Puis, nous voyons apparaître les scabins, scabini, juges permanents (à la différence des rachimbourgs, juges temporaires), élus par le comte avec le concours du peuple et qui, peu à peu, se substituent aux rachimbourgs, sans toutefois leur enlever le droit de siéger dans les plaids (placita).

Nous sommes au Xe siècle, et déjà l’on peut apercevoir les premiers résultats du travail de la société féodale. Les descendants des anciens chefs francs profitent des troubles de cette époque et de l’abaissement de l’autorité royale pour étendre leur puissance. Les ducs, comtes, barons, affranchis de toute tutelle, règnent en souverains dans l’étendue de leurs domaines sous le nom dérisoire de grands vassaux, et deviennent les chefs naturels des serfs, des bénéficiaires et des colons qui couvrent ces domaines.
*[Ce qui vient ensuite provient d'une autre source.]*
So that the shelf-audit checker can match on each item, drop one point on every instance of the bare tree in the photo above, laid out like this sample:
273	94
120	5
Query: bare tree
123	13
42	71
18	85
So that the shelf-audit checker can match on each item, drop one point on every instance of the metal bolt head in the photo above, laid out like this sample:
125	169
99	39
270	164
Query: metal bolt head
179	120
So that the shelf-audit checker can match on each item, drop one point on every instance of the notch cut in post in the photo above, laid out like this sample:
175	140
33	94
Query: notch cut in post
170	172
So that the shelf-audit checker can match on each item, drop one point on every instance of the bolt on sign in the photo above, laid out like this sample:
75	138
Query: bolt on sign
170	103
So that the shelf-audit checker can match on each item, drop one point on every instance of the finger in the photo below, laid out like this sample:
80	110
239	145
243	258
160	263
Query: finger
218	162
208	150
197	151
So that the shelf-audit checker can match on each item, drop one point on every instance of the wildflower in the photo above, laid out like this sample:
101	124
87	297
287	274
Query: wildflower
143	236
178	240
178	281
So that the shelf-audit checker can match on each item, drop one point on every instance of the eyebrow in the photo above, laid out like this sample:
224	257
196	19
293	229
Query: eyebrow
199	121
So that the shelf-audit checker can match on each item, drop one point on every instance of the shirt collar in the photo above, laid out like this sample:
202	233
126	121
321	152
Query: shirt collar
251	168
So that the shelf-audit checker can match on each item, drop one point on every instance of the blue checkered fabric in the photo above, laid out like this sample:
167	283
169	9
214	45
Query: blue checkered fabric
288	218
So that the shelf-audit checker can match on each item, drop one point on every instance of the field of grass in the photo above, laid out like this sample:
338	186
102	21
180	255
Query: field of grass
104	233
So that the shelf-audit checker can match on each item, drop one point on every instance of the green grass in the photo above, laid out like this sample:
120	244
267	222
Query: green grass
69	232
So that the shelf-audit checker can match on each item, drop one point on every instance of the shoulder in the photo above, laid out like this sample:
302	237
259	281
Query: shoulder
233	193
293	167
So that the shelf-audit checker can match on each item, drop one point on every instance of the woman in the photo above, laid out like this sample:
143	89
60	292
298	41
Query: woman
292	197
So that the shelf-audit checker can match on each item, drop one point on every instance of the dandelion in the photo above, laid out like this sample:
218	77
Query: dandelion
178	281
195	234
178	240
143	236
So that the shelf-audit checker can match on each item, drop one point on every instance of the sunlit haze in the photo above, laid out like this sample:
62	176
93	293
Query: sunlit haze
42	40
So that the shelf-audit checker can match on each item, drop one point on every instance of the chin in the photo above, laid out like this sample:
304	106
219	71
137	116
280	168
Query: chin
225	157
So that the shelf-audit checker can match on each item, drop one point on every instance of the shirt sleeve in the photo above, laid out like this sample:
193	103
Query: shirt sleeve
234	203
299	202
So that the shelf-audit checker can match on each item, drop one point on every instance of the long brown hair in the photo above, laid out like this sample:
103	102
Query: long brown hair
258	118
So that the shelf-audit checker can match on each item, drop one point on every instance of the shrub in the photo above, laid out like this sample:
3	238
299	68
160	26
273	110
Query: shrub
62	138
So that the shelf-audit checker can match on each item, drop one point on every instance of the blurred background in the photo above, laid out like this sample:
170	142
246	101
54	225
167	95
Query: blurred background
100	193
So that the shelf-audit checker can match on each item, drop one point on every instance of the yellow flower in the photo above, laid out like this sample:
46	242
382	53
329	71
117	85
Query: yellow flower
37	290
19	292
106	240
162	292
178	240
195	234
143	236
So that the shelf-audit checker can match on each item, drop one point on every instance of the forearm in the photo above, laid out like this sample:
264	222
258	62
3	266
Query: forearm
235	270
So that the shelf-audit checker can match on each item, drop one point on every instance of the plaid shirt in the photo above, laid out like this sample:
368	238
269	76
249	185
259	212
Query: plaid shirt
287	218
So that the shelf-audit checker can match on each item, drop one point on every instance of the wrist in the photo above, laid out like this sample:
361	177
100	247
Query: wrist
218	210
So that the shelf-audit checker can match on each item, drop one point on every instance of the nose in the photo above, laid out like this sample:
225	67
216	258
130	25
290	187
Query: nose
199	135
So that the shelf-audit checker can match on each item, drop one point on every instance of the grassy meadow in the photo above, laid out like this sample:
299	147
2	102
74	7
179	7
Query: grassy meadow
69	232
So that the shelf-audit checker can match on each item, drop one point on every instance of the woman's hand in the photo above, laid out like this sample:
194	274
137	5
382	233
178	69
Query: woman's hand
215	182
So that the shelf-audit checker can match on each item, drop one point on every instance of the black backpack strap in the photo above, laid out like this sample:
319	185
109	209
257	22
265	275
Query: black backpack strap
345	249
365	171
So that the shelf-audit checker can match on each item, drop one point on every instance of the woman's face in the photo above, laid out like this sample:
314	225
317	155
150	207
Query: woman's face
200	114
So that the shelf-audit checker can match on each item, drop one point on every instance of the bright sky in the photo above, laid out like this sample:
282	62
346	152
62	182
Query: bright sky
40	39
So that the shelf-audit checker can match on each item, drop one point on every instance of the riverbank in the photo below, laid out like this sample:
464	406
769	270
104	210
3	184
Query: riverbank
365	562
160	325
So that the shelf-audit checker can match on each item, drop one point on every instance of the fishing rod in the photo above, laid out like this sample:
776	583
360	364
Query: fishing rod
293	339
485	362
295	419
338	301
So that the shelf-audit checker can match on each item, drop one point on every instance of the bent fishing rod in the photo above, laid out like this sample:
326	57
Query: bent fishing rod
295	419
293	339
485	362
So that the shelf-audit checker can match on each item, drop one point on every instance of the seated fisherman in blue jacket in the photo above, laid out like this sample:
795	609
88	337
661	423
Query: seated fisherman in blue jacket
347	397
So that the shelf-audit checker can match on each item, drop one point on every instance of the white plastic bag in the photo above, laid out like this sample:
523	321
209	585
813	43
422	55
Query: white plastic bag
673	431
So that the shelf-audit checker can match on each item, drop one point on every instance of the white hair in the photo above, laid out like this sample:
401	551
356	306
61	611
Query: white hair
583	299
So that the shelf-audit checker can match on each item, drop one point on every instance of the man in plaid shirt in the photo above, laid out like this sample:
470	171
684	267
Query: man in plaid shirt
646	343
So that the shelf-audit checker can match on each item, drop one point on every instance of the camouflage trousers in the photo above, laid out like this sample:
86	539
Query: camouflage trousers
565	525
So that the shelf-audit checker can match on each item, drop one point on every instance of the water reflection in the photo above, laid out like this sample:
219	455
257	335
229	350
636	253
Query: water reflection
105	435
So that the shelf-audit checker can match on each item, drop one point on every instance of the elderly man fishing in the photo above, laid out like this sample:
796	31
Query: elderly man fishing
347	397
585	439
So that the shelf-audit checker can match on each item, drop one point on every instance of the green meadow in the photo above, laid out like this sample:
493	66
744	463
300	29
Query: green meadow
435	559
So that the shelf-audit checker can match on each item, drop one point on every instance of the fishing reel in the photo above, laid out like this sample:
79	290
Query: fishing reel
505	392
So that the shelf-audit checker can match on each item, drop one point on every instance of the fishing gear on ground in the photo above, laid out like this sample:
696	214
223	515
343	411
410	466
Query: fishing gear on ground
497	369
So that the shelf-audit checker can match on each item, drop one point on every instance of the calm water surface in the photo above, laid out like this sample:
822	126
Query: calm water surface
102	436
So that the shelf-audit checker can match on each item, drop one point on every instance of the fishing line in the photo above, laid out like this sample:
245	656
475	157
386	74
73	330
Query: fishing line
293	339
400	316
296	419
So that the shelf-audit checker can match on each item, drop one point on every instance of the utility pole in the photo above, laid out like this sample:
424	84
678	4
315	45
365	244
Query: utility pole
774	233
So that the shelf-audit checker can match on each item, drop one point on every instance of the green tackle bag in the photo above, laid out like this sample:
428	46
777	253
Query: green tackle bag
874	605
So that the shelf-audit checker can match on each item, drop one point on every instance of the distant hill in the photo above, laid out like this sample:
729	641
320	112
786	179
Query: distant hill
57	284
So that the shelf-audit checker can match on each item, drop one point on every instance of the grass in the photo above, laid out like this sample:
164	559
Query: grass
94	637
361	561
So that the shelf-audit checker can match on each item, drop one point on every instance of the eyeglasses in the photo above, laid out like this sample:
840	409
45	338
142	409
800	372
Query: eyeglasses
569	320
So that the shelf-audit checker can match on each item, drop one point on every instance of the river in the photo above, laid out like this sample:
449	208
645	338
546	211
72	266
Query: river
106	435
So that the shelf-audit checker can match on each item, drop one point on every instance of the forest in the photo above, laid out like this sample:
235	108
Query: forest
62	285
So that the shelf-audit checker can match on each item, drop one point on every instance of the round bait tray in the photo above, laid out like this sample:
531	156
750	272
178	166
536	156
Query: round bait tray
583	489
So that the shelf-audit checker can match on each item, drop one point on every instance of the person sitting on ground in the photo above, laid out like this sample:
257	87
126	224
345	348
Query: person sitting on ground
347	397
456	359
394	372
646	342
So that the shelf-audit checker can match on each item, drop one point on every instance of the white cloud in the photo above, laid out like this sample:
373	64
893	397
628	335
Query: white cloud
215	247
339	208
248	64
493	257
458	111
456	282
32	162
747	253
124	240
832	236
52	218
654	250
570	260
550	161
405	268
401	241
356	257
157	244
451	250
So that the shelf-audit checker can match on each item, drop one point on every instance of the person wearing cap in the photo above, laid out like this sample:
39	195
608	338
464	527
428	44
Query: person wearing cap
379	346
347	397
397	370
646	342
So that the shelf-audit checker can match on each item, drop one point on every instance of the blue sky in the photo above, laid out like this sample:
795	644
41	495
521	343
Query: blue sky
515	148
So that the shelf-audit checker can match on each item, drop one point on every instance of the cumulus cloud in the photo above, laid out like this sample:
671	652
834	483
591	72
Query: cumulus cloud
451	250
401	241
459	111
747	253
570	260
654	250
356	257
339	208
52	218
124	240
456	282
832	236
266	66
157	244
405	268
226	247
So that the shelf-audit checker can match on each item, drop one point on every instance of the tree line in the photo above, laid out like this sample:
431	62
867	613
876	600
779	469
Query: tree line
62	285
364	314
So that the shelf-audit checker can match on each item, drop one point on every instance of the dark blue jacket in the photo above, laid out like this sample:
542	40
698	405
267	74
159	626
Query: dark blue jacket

La justice criminelle est transférée aux justices patrimoniales. Mais, par suite de la nouvelle division du sol, les juridictions publiques des comtes, vicomtes et autres  envoyés royaux subissent à leur tour une transformation.

En effet, les mâls publics sont étouffés par le développement du servage et de la vassalité, car les serfs ne sont justiciables que de la juridiction patrimoniale de leur maître, et les vassaux ont fait prévaloir ce principe que nul ne peut être jugé que par ses pairs : or leurs pairs sont à la Cour du seigneur. Il ne reste donc comme juges, et comme justiciables des plaids publics que les hommes libres dont le petit nombre, diminuant tous les jours, finit bientôt par disparaître avec les derniers vestiges des anciennes juridictions royales (nous verrons bientôt se reconstituer sous une nouvelle forme les justices royales à côté des justices seigneuriales et, à mesure que le pouvoir royal ira grandissant, elles prendront une influence prépondérante).

Ainsi, la puissance judiciaire, transportée tout entière aux justices patrimoniales, se trouve concentrée entre les mains des grands propriétaires. Justice et propriété sont alors synonymes ; la justice est attachée à la possession de la terre, c’est un privilège du sol.

Onzième et douzième siècles. Organisation des justices seigneuriales. Cependant, à côté de ce premier principe s’en développe bientôt un second. Partout, à côté des droits du propriétaire, on trouve les droits du seigneur, le fief et le droit de justice. Ces deux principes, d’abord confondus à l’origine par la force des choses (car le propriétaire et le seigneur ne formaient qu’une même personne), ne tardent pas à se dégager l’un de l’autre, et l’on arrive à distinguer bientôt les hautes, moyennes et basses justices qui ont joué un si grand rôle dans l’organisation féodale.

De plus par suite de circonstances diverses, telles que les désastres des guerres publiques ou privées les folles entreprises militaires ou les enthousiasmes généreux comme les Croisades, certains propriétaires ruinés se voient obligés d’aliéner tout ou partie de leur domaine. Mais ils en conservent le domaine direct, les droits de justice ; le seigneur servant reste justiciable de leurs assises. Ainsi s’explique la vieille maxime : Fief et Justice n’ont rien de commun ; c’est-à-dire que celui qui veut donner une terre en fief, peut en conserver le droit de justice ; comme au contraire la justice peut s’exercer sans qu’il y ait de terre à laquelle elle soit annexée.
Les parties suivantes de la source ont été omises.